SEOUL (Reuters) – The South Korean ruling party’s presidential candidate said he would seek US support to build nuclear-powered submarines to better respond to North Korean threats and proactively seek to reopen stopped nuclear talks between Pyongyang and Washington.

In an interview with Reuters and two other media outlets, Lee Jae-myung also promised to put “strategic ambiguity” aside in light of the intensified Sino-US rivalry, promising that pragmatic diplomacy would avoid forcing South Korea to choose between the to lande.

The former governor of Gyeonggi province became the presidential candidate of President Moon Jae-in’s ruling Democratic Party in October because of his aggressive COVID-19 reactions and advocate for universal basic income. The election is scheduled for March 9, 2022.

Lee, 57, is in a close race against his challenger from the main conservative opposition party, the Power Power Party, Yoon Suk-yeol, but his viewership has risen in recent weeks and surpassed Yoon in some polls this week.

Lee said he would persuade the United States to win diplomatic and technological assistance to launch nuclear-powered submarines, which could operate more quietly for extended periods, amid renewed calls to build one in the military and parliament after North Korea test-fired a new missile from a submarine in October.

Lee cited the agreement Australia made during a trilateral security partnership with the United States and Britain in September to build its own nuclear-powered submarines.

“It is imperative for us to have these submarines.
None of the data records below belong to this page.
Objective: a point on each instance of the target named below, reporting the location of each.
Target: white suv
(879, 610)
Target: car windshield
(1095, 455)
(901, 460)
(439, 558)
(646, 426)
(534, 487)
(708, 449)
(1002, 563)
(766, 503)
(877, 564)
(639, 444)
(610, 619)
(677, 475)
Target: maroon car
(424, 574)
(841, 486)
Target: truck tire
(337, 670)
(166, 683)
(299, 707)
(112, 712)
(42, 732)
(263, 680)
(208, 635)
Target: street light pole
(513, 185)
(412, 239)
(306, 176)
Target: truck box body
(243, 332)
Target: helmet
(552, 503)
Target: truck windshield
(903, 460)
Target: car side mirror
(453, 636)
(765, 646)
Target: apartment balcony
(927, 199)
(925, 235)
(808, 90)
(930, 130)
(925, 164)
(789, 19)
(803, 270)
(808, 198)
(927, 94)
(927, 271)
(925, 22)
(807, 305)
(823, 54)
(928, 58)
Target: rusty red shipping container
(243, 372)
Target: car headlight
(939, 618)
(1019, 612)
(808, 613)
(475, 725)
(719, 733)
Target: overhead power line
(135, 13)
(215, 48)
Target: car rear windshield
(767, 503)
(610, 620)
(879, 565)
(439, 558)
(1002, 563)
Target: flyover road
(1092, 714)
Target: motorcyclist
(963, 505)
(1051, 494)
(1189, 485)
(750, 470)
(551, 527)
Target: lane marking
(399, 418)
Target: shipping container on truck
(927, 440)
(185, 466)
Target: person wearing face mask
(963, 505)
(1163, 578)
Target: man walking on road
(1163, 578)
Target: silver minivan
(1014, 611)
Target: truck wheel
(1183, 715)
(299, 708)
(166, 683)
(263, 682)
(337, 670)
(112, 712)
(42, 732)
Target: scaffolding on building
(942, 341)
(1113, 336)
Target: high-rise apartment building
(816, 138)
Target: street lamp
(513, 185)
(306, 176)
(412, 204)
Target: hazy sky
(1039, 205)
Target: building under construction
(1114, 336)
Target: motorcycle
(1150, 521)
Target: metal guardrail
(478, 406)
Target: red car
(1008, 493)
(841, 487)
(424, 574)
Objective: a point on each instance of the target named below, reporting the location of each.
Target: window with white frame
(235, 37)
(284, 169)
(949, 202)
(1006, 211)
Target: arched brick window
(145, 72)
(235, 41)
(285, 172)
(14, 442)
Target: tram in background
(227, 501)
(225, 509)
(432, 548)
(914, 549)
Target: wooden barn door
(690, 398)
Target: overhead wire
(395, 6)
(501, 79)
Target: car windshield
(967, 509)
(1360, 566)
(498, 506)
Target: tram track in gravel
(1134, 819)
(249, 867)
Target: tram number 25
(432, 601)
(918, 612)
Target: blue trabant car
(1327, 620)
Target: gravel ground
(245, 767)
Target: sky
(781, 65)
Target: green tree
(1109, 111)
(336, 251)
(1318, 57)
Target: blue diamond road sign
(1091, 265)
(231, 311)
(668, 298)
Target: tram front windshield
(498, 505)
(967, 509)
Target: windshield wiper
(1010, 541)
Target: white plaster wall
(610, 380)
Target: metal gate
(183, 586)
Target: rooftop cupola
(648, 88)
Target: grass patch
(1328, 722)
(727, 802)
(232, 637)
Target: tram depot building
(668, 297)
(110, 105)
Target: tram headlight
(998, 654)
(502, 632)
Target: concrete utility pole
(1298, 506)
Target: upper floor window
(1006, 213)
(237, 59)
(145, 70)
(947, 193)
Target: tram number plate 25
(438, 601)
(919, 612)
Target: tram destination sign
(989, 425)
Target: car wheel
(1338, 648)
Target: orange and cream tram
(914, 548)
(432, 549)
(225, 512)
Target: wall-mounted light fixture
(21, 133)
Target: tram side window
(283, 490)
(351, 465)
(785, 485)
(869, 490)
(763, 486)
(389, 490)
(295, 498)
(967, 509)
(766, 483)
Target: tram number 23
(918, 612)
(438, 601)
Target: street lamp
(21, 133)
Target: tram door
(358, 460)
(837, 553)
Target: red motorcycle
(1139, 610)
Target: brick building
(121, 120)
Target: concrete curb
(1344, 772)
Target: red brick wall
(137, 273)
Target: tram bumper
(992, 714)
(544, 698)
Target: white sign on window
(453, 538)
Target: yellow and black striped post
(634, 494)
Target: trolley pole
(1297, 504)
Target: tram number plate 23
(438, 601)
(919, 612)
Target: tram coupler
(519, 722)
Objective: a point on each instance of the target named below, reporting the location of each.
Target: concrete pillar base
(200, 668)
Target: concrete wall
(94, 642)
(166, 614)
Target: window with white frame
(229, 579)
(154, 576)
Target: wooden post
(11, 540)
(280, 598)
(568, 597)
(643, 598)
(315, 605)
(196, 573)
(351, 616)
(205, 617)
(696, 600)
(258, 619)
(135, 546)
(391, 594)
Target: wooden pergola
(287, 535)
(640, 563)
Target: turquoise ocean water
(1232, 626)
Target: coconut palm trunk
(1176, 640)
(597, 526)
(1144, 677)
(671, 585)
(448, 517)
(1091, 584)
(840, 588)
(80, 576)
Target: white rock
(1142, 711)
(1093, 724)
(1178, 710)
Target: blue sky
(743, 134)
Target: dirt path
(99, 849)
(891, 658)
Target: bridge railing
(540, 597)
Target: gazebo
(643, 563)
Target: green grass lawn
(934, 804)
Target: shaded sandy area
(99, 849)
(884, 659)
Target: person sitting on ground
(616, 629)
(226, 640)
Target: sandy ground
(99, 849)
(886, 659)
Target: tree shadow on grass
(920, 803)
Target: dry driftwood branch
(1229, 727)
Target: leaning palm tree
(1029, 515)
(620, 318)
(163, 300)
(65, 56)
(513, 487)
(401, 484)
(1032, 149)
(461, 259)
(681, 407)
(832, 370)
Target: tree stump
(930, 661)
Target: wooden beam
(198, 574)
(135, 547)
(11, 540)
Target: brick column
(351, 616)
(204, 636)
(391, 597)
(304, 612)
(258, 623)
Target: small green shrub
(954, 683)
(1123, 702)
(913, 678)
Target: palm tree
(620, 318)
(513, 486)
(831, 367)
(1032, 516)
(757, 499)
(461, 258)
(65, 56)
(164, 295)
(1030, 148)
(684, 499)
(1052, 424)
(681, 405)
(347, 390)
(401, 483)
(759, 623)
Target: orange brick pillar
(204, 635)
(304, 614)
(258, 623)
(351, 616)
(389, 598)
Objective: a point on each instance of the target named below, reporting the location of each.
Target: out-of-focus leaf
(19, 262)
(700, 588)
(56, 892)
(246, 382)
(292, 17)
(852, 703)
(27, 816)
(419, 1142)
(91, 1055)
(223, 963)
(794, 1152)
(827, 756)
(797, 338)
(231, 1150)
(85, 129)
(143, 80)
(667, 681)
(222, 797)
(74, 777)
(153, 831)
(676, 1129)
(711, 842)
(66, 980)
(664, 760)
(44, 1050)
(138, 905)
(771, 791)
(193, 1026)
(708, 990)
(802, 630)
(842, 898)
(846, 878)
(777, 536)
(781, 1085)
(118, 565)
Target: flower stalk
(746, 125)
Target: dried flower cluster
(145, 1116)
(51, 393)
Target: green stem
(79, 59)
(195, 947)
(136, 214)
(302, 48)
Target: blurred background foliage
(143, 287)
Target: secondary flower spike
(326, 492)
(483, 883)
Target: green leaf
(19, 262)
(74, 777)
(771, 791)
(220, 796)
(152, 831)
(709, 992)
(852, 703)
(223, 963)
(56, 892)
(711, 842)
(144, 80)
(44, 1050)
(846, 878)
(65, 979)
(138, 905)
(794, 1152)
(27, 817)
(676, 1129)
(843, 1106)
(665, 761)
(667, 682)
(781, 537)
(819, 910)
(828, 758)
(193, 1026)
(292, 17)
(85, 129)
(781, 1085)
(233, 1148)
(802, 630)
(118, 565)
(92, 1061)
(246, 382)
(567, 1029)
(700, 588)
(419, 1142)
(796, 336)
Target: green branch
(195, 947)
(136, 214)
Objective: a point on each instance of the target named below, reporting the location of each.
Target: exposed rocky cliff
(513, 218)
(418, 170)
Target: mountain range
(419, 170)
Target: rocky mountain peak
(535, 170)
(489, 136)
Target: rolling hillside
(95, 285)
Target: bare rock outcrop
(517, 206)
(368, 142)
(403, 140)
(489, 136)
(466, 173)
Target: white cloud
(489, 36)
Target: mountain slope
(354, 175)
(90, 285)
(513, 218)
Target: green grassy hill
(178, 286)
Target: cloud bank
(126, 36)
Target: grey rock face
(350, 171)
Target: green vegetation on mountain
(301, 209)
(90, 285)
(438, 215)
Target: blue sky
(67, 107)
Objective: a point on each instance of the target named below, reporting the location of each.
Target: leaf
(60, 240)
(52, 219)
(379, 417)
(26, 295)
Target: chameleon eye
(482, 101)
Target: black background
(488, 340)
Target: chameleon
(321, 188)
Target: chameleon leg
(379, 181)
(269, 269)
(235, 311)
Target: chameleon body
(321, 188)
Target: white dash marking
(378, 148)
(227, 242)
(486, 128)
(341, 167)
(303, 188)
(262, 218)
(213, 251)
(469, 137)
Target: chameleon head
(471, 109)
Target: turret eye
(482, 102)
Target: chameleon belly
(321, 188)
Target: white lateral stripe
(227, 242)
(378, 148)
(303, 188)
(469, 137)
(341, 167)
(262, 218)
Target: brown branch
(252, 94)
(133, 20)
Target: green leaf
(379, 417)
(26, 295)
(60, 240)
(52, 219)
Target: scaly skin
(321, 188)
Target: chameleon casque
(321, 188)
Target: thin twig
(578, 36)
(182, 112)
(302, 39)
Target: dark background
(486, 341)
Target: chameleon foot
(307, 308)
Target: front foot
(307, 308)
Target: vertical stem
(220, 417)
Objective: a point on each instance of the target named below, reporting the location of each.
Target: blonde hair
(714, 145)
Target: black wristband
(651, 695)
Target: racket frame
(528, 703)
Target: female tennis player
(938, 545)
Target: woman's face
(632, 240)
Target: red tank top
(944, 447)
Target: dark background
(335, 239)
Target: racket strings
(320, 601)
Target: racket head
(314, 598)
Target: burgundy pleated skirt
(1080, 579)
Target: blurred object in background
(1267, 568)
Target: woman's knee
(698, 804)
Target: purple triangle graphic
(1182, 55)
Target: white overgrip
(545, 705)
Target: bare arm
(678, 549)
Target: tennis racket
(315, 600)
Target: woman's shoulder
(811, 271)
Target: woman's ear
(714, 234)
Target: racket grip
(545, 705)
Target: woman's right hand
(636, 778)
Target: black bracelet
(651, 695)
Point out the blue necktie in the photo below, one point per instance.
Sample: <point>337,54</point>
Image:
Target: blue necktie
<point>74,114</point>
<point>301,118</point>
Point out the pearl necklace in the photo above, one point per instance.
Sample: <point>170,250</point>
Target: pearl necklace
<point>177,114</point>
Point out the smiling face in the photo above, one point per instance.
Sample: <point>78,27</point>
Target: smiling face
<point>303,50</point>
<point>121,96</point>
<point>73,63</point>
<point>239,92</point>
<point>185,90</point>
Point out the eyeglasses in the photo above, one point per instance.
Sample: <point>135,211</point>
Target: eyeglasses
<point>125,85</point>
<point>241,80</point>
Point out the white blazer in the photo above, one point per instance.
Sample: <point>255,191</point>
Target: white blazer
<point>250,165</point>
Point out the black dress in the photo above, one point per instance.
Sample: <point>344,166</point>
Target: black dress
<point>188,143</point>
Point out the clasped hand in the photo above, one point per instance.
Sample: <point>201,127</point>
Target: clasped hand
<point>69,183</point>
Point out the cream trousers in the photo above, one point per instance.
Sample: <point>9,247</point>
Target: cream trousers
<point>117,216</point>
They are not armed per se and technology transfer is on its way to Australia,” he said. “We can definitely convince the United States, and we have to.”

He rejected the idea of ​​seeking assistance from France or elsewhere, saying “it is a question of whether we will keep the agreement with Washington or not and whether we can persuade them or not.”

South Korea currently has a ban on reprocessing spent fuel under a civilian nuclear energy pact with the United States, and sources said the Moon administration had failed to earn U.S. support for such submarines.

As an outside party who is often critical of Moon, Lee said he would not retain Moon’s policy of strategic ambiguity between the United States, South Korea’s top ally, and China, its largest economic partner.

“We do not have to be forced to make a choice by being ambiguous,” he said, describing the situation as “retrograde, submissive.”

“With our growing economic, military and soft power, our diplomacy should focus on getting them to choose, not that we are asked to take sides. I call it pragmatic diplomacy based on national interests,” Lee added.

With regard to North Korea, Lee supported US President Joe Biden’s “bottom-up” approach of prioritizing working-level negotiations, which he said would be useful in drawing realistic short-term action plans under a comprehensive roadmap.

Moon had offered a bridge between North Korean leader Kim Jong Un and former US President Donald Trump, but was accused of raising unrealistic expectations for his own inter-Korean agenda following a failed 2019 summit.

“Trump’s top-down approach looked nice, but was unrealistic … although summits and working-level talks can create a positive interplay,” Lee said.

He promised to be an even more proactive mediator to remove tensions and mistrust and restart negotiations between Pyongyang and Washington, but did not elaborate.

All new negotiations should aim at drawing up a roadmap for the decommissioning of the Nordic nuclear and missile programs in return for the US sanctions, where both sides are obliged to take concrete actions “in a simultaneous, step-by-step manner” with “snap-back” provisions. for cases of non-compliance, Lee said.

“There’s a river of mistrust between them,” he said. “Our role should be to open a dialogue channel, devise feasible plans and convince both sides so they can cross that river.”